SMITH: Conceptually, the project was influenced by the writings of Lev Manovich who said “if you want a particular image, chances are it is already exists”. Aesthetically, the initial influence came from Afghan war rugs, I really liked the idea of the rug being used as a document, and this in turn led me to the more decorative Persian motifs as a source of inspiration.
I’ve always had an interest in environmental, political and social issues but I don’t like to preach with my work. I’m more interested in generating discussion and dialogue so people can make up their own minds.
NAZMIYAL: How did you come to choose the specific places that you ended up using? Do they have something in common or represent something significant?
SMITH: Each place was chosen based on its social, economic or political importance in the world as well as its aesthetic value. Their global significance is the glue that binds them together; they’re all major organs within the world’s economy. They represent people’s ability to shape the world in any way they see fit.
NAZMIYAL: Do you have a tech background? Or was it just natural to use the Google images because of their level of quality?
SMITH: My background is in Documentary Photography so it’s not necessarily a traditional ‘tech’ background but like most people these days’ technology features heavily in my life.
The use of Google Maps (was an obvious candidate, the image quality is by far the best) came about because as Manovich said most things are already photographs. For me, a great deal of documentary photography is becoming more and more about the re-contextualization of the image. It’s about taking existing images and giving them new meaning. Although I still firmly believe in the importance of traditional photo-journalism.
NAZMIYAL: How long did it take for you to assemble each image?

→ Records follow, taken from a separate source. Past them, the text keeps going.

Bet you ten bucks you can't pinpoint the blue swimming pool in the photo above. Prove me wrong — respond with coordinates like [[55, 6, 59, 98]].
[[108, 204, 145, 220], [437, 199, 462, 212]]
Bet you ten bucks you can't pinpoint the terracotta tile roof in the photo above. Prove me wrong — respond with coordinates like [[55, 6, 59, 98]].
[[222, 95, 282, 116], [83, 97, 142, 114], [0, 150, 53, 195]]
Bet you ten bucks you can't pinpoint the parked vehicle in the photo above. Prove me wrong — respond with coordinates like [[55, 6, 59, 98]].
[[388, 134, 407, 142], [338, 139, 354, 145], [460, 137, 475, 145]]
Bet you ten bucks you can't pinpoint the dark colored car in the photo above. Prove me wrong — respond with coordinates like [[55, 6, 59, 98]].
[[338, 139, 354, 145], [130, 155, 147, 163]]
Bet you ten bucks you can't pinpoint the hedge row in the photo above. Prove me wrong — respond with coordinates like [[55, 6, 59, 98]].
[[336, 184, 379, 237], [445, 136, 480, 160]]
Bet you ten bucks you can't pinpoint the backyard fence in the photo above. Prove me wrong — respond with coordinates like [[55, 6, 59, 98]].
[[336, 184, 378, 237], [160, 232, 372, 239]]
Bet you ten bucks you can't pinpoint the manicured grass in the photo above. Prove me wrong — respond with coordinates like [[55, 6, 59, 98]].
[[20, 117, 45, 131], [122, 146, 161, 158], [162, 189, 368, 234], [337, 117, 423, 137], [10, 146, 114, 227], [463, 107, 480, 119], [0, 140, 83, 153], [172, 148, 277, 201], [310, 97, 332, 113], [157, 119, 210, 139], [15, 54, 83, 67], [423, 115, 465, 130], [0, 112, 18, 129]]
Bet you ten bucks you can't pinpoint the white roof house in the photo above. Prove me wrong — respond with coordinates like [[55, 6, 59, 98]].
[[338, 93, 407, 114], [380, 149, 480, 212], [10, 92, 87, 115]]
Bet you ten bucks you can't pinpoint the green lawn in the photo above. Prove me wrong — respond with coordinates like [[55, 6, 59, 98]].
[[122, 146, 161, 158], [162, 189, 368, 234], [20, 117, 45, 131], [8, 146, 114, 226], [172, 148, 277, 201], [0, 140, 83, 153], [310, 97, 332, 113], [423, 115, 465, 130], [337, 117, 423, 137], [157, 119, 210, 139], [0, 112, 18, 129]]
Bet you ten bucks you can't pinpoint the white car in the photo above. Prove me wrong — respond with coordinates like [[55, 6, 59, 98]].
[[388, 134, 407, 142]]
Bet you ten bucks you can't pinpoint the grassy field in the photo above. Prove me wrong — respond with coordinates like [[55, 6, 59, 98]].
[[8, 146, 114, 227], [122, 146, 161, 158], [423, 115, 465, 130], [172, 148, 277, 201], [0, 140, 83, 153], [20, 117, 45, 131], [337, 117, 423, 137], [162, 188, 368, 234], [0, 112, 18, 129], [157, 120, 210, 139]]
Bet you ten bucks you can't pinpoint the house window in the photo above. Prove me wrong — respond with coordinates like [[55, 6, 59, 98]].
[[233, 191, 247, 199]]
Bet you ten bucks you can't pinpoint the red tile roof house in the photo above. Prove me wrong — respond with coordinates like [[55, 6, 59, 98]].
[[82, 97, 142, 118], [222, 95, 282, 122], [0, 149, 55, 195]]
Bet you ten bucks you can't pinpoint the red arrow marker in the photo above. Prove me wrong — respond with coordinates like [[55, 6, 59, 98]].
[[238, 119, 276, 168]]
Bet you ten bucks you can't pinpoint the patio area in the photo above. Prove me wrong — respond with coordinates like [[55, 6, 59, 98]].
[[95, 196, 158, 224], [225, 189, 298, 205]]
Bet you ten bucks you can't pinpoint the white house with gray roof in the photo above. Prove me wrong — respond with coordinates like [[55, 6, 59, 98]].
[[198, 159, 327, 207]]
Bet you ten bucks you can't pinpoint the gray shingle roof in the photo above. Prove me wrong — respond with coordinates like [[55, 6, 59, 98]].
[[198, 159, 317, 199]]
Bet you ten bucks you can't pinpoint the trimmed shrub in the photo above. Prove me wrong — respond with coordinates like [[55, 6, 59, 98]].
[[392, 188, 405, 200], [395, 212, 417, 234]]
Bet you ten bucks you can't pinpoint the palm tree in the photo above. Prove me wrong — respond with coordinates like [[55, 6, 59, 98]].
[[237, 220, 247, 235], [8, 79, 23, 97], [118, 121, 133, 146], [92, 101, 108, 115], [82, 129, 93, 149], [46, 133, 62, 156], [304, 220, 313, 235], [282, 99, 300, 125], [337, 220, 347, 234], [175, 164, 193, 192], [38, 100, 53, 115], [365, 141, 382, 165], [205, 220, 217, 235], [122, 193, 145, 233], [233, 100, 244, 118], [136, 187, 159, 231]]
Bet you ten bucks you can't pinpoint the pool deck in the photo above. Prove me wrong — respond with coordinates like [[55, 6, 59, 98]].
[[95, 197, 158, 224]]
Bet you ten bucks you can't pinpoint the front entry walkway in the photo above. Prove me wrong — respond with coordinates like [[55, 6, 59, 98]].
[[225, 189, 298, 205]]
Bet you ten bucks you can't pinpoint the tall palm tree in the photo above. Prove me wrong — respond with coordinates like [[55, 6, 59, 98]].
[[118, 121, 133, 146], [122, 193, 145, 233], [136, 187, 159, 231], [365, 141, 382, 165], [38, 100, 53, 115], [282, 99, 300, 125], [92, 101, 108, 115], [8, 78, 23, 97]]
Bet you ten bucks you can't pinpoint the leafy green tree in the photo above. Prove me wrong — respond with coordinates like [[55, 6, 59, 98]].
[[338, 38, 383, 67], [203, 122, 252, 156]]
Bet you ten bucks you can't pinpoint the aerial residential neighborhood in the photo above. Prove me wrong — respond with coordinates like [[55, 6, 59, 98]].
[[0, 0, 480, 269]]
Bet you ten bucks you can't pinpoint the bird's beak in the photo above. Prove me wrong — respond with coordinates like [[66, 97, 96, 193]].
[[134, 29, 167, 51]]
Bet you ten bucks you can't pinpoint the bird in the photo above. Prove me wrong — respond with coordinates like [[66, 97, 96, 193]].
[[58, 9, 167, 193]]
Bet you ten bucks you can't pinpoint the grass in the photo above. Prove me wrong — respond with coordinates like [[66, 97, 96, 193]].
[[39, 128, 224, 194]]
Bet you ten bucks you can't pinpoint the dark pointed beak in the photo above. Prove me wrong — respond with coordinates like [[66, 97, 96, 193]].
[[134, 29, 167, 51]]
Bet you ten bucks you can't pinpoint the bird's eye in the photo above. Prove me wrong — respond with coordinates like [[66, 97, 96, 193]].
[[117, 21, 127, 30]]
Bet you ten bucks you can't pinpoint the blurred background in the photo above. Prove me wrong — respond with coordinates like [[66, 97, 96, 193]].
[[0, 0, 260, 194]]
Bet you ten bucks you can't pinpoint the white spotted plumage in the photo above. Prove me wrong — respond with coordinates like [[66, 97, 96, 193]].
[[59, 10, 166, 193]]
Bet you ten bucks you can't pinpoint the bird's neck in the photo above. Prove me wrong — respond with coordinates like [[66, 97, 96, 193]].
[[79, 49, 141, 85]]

It looks as though a tremendous amount of work went into each individual piece.
SMITH: The time taken to construct each image varies, although most of them took weeks to assemble as they were all constructed by hand. First I would extract thousands and thousands of jpegs from Google Maps. Then I would reassemble them in Photoshop myself because both the computer I was working on and Photoshop couldn’t be relied upon to reconstruct the images faithfully.
One of the biggest images was 6 meters by 10 meters upon completion, now imagine a jigsaw that size where each piece is the size of the tip your thumb! That might give you an idea of the effort that went into constructing them.
NAZMIYAL: the people who see your work take one thing away from it, what would like that one thing to be?
SMITH: Ideally I’d like people to walk away with an idea of the immense power that humanity has over the world. We may be weak as individuals, but together we’re unstoppable.
“Anthropocene” is a unique artistic achievement that brilliantly combines elements of the ancient and the modern, of science and art, and of social responsibility and individual determinism. With this stunning exhibition, Mr. Smith has created something that is a pleasure to behold that is in fact much more than that: he has created something that implicitly asks us some very important questions about who we are – about what humanity’s role in the world has been, and, perhaps, what it ought to be. Regardless of one’s artistic or philosophical leanings, Mr. Smith’s exhibition is a must see. Those of us here at Nazmiyal look forward to following Mr. Smith’s artistic career, and we wish him the best of luck with his pursuits.